To contribute to an industrial evolution for better sustainable competitiveness thanks to a more ecofriendly surface treatment
To ensure the mechanical strength of metal / elastomer assembly, metal is coated with bonding agents on which the vulcanized elastomer is in situ deposited. The need for high performance has led to the complexity of the often manual repetitive application processes of one or more adhesive layers. This level of technicality has increased the number of scraps due to poor mechanical strength induced by an inhomogeneous adhesive bond. These techniques are therefore limited by compliance with user specifications, but also by the increasingly restrictive Reach directive. Indeed, the adhesive layers are liquid phases containing highly toxic products. The project is centered around a new, more repeatable and more efficient surface treatment allowing the development of innovative adhesion layers. Ultimately, this project should allow partner companies to develop in markets such as the food industry due to the non-toxicity of adhesives and aerospace for which significant cost reductions are required, without reducing the cost. performance and reliability.
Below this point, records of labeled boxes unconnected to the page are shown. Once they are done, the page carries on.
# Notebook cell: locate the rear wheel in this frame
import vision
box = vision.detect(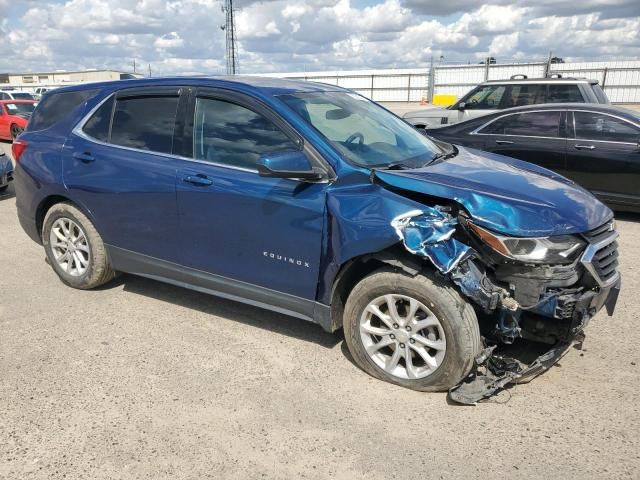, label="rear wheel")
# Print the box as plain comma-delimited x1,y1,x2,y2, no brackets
42,203,114,290
11,123,24,140
344,269,482,391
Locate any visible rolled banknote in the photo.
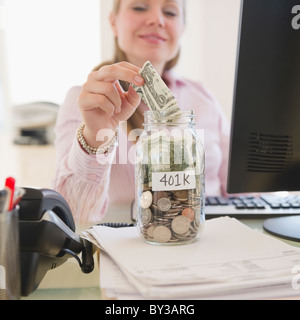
[133,61,182,119]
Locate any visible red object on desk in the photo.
[5,177,16,211]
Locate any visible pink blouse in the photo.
[53,72,229,223]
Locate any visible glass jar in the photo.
[135,111,205,245]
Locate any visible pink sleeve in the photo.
[53,87,115,223]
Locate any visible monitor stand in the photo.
[264,216,300,242]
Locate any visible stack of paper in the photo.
[86,217,300,299]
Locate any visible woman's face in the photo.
[111,0,184,71]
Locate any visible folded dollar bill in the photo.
[133,61,182,119]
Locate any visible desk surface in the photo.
[22,220,300,300]
[0,133,300,300]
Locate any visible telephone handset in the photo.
[19,188,94,296]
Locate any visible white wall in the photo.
[100,0,240,119]
[1,0,101,104]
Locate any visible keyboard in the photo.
[205,194,300,219]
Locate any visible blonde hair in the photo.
[93,0,185,71]
[93,0,185,134]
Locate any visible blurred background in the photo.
[0,0,240,187]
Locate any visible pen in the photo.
[13,188,25,208]
[5,177,16,211]
[0,190,8,213]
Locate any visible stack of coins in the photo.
[138,188,204,244]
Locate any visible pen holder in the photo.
[0,207,21,300]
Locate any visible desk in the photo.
[22,215,300,300]
[0,134,300,300]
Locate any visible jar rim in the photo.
[144,110,195,126]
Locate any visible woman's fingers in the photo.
[91,62,144,86]
[84,80,122,112]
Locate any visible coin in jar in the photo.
[141,208,152,226]
[174,190,188,201]
[140,191,153,209]
[182,208,195,222]
[157,198,172,212]
[153,226,172,243]
[172,216,190,234]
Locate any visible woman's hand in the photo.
[78,62,144,148]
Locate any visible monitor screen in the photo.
[227,0,300,193]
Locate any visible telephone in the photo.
[19,188,94,296]
[12,101,59,145]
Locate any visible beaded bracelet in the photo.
[77,123,119,154]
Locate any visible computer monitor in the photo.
[227,0,300,238]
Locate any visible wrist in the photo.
[77,123,119,154]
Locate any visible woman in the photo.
[54,0,228,222]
The project is developing an assembly procedure that respects the environment and health, with the dry preparation of a single adhesive layer using plasma technology. The quality of the deposit and the adhesive bond is controlled using simulation tools, in situ diagnostics of plasma and assembly, in particular through non-destructive testing and evaluation by propagation of acoustic waves. The consortium studies both modification and plasma deposition aspects on different types of substrates chosen for their wide distribution in industrial applications, or for the technological barrier represented by fluoropolymers. The elastomers to be vulcanized are representative of the production of industrial partners, namely “standard” elastomers, silicone or fluorocarbon. The treated surfaces and the interfaces obtained are characterized before assembly and after separation by the usual chemical and morphological surface analysis techniques but also by another more innovative in situ approach thanks to the implementation of non-control. destructive during vulcanization.
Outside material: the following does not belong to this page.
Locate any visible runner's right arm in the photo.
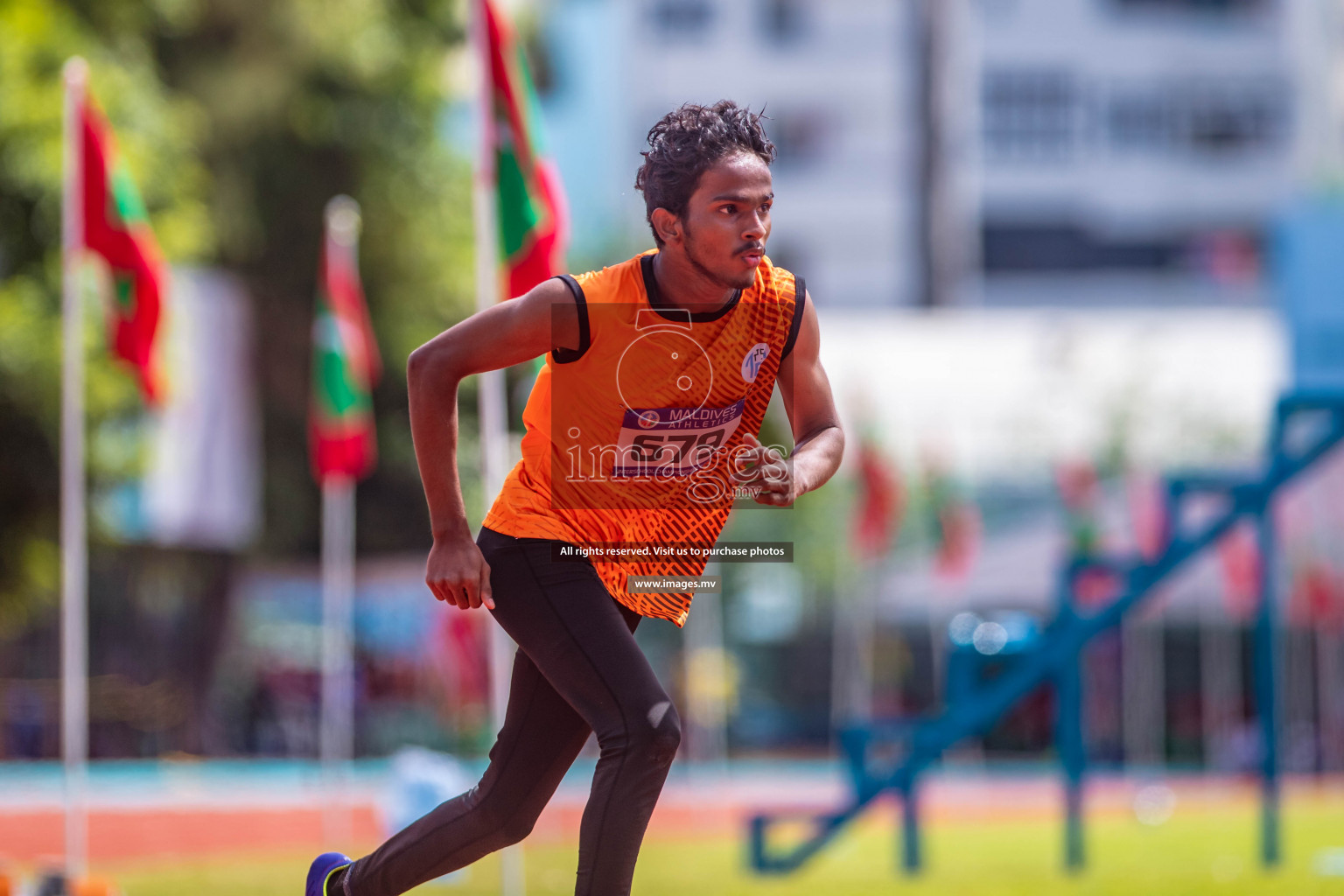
[406,279,579,610]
The primary, secondary adhesion layers effectively substituted by a single, homogeneous layer derived from plasma technology result in a more reliable and robust assembly. Its mechanisms of growth and adhesion with the elastomer are characterized. This green technology is transferable to industrial partners. The monitoring of vulcanization by propagation of sound waves in the elastomer or at the interfaces makes it possible to consider implementing industrial molds and to ensure the homogeneity of the assembly avoiding destructive mechanical tests.
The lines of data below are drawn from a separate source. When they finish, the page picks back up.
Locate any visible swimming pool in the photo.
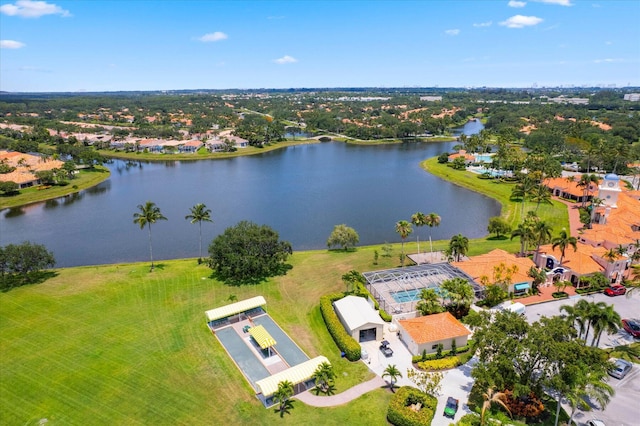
[391,287,441,303]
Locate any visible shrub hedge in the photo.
[418,356,461,371]
[387,386,438,426]
[411,341,471,364]
[320,293,361,361]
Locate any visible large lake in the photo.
[0,121,500,267]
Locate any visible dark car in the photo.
[443,397,458,418]
[609,359,633,379]
[604,284,627,296]
[622,319,640,337]
[380,340,393,358]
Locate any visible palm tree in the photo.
[560,299,589,339]
[133,201,167,272]
[273,380,294,417]
[184,203,213,262]
[411,212,427,254]
[533,220,553,259]
[511,220,535,257]
[551,228,578,266]
[480,387,511,425]
[382,364,402,392]
[427,213,441,255]
[449,234,469,262]
[591,305,622,346]
[396,220,413,266]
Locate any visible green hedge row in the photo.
[387,386,438,426]
[320,293,361,361]
[411,340,471,364]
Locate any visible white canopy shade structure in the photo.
[205,296,267,322]
[256,355,330,397]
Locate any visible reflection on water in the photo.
[0,138,500,266]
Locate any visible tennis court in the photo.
[253,315,309,367]
[216,327,271,389]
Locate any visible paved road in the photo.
[525,294,640,426]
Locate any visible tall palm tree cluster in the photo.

The use of plasma technologies meets the users demand of elastomers and metals assemblies chemically or thermally resistant. The substitution of manual coating of toxic primary and secondary adhesion layers by a more homogeneous single coat obtained by the dry process allows compliance with the Reach Directive. These criteria, combined with monitoring vulcanization and controlling the robustness of the assembly by propagating sound waves, make it possible to sustainably develop already acquired markets and open up other types of markets. Other materials can benefit from this new process.
The results of the project have been translated by 9 publications, 2 PhD, 17 international or national conferences and one patent is being drafted to consider industrial exploitation for one of the partners.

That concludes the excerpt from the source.